I propose now to give all that can be recovered from the writings of the Fathers of the Gospel according to the Apostles. To this I will add the "Sayings of our Lord" as quoted by Justin. If these are not from the Gospel of the Hebrews, at any rate we get amuch earlier version of Christ's words than those read in our churches. For the Gospel according to the Hebrews, consult Renan, "Les Evangiles," chap. vi.; Hilgenfeld, "Novum Testamentum extra Canonem Receptum," Fasc. iv.; Nicholson, "The Gospel according to the Hebrews;" and Baring-Gould.
THE GOSPEL ACCORDING TO THE HEBREWS.
Epiphanius has given us the opening verses:—
"There was a certain man, by name Jesus, and he of about thirty years, who chose us out.
"And when he had come to Capernaum, he entered into the house of Simon, who was surnamed Peter, and opened his mouth and said,
"Passing by the Lake of Tiberias, I chose out John and James, sons of Zebedee, and Simon and Andrew, ... and Thaddæus, and Simon the Zealot, and Judas the Iscariot;
"And thee, Matthew, sitting at the receipt of custom, I called, and thou didst follow me.
"I will therefore that ye be twelve apostles for a testimony to Israel."
A fragment shows that the flight into Egypt was in the gospel.
"... then he arose and took the young child and departed into Egypt,
"That it might be fulfilled which was spoken of the prophet, Out of Egypt have I called my son."
Now, supposing that there were no class interests inthe way, it would be difficult to read the opening verses of this gospel without seeing what Justin meant by the "Memoirs of the Apostles." In it the Apostles expressly announce that Jesus has "chosen them out" to produce a "testimony," testament, memorial; and Matthew, apparently, is to be the amanuensis. This "testimony" was the entire New Testament, with the earliest Church, the Church of Jerusalem. It was called indiscriminately, as we have seen from Jerome, the Gospel according to the Apostles, and the Gospel according to Matthew. Papias and Hegesippus, the immediate predecessors of Justin, used it, and Irenæus some years later.
Let us go on with the Gospel of the Apostles.
"And John began baptizing.
"And there came out unto him Pharisees who were baptized, and all Jerusalem.
"And John had a raiment of camel's hair and a leathern girdle about his loins, and his food was wild honey, whereof the taste was that of manna.
"And behold the mother of the Lord and his brethren said to him, John the Baptist baptizeth for remission of sins. Let us go and be baptized by him.
"But he said to them, Wherein have I sinned that I should go and be baptized by him? except, perchance, this very thing that I have said is ignorance.

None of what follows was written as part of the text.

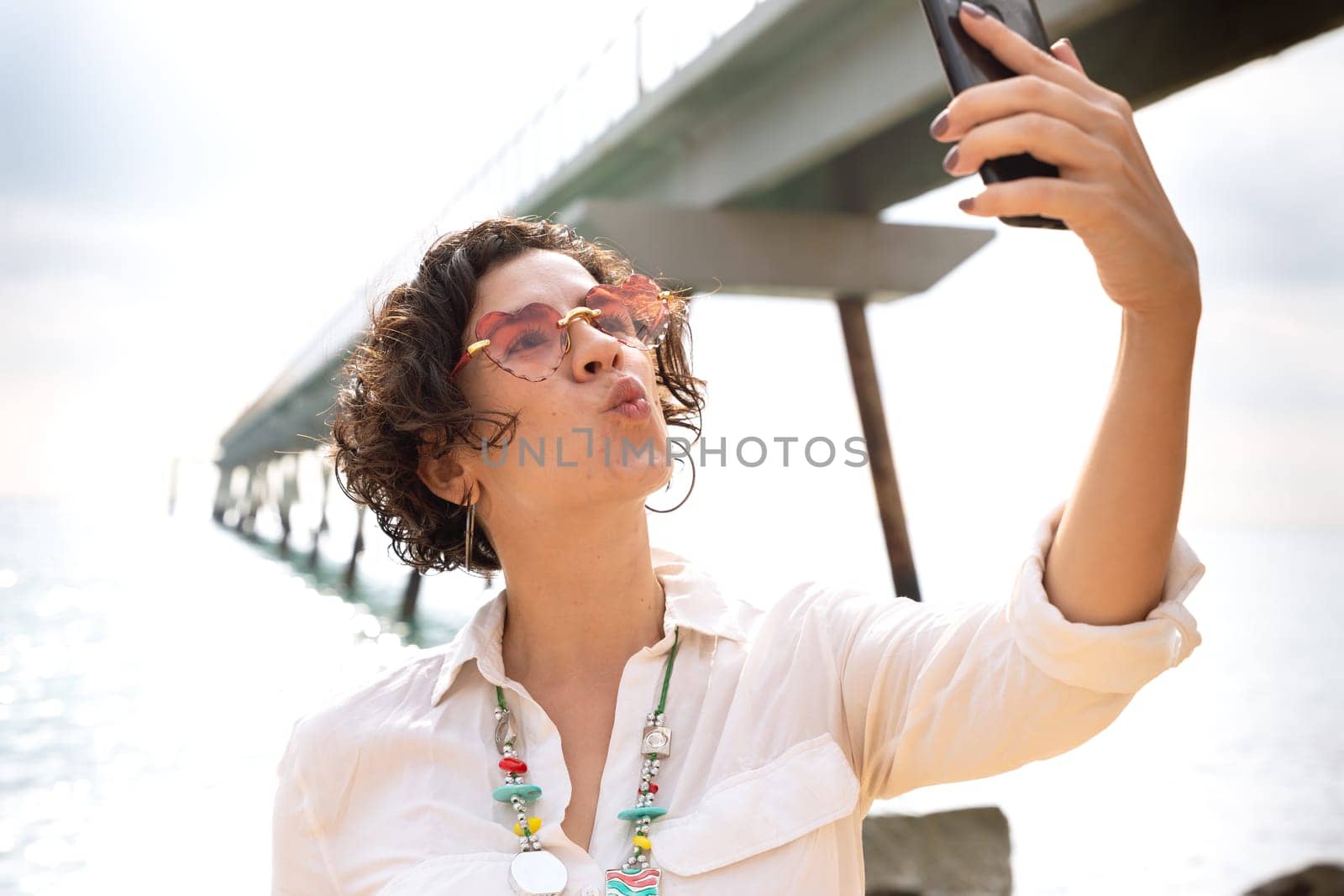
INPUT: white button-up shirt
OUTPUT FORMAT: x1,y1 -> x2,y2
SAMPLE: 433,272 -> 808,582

"And when the people had been baptized, Jesus also came and was baptized by John.
"And as he went up, the heavens were opened, and he saw the Holy Spirit, in shape of a dove, descending and entering into him.

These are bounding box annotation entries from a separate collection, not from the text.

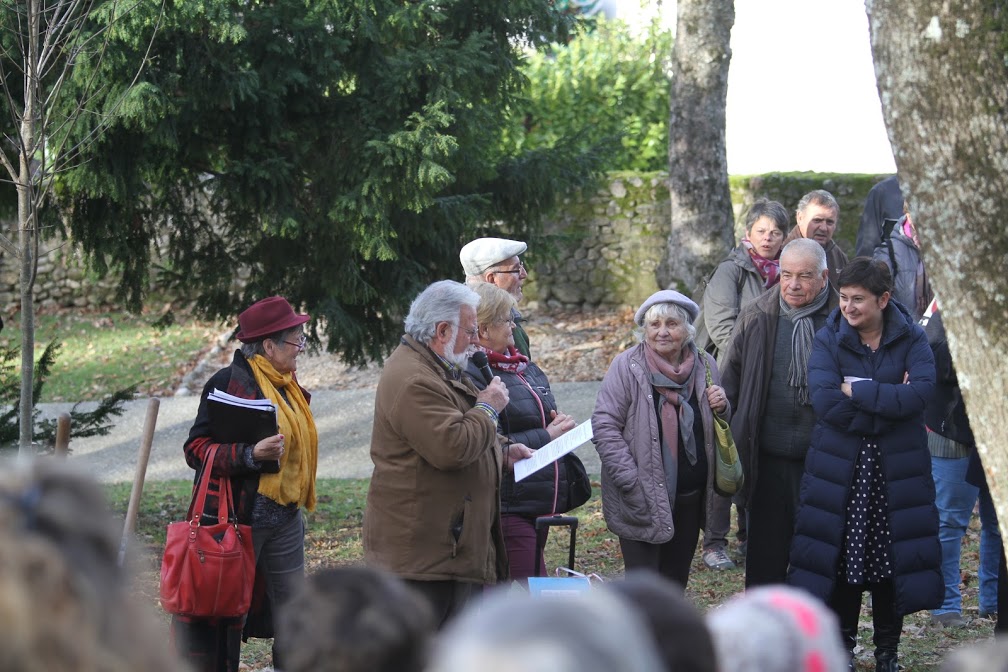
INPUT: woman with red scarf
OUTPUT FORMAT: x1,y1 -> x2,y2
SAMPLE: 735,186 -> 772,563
592,289 -> 730,589
697,198 -> 788,569
466,282 -> 577,582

"And a voice from heaven said, Thou art my beloved Son. I have this day begotten thee.
"And straightway a great light shone around the place. And John fell down before him, and said, I pray thee, Lord, baptize thou me.

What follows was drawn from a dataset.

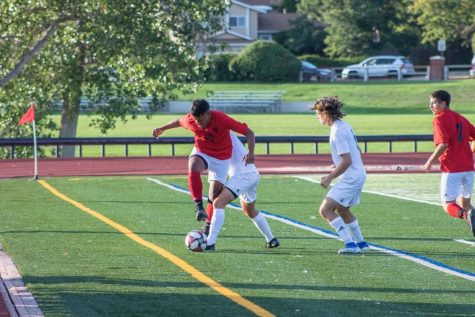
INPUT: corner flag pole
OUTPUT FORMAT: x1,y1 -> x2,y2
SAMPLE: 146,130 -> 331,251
33,120 -> 39,181
18,102 -> 39,180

"But he prevented him, saying, Let be; for thus it is becoming that all things be fulfilled.
"And it came to pass when the Lord had come up from the water, the entire fountain of the Holy Spirit descended and rested upon him, and said to him,
"My Son, in all the prophets did I wait thee, that thou mightest come and I might rest in thee;
"For thou art my rest. Thou art my first-born Son for ever and for ever."
"And the Lord said, If thy brother hath sinned in word, and hath made thee amends seven times in a day, receive him.
"Simon, his disciple, said to him, Seven times in a day?
"The Lord answered and said unto him, I tell thee also unto seventy times seven, for in the prophets likewise after they were anointed by the Holy Spirit utterance of sin was found."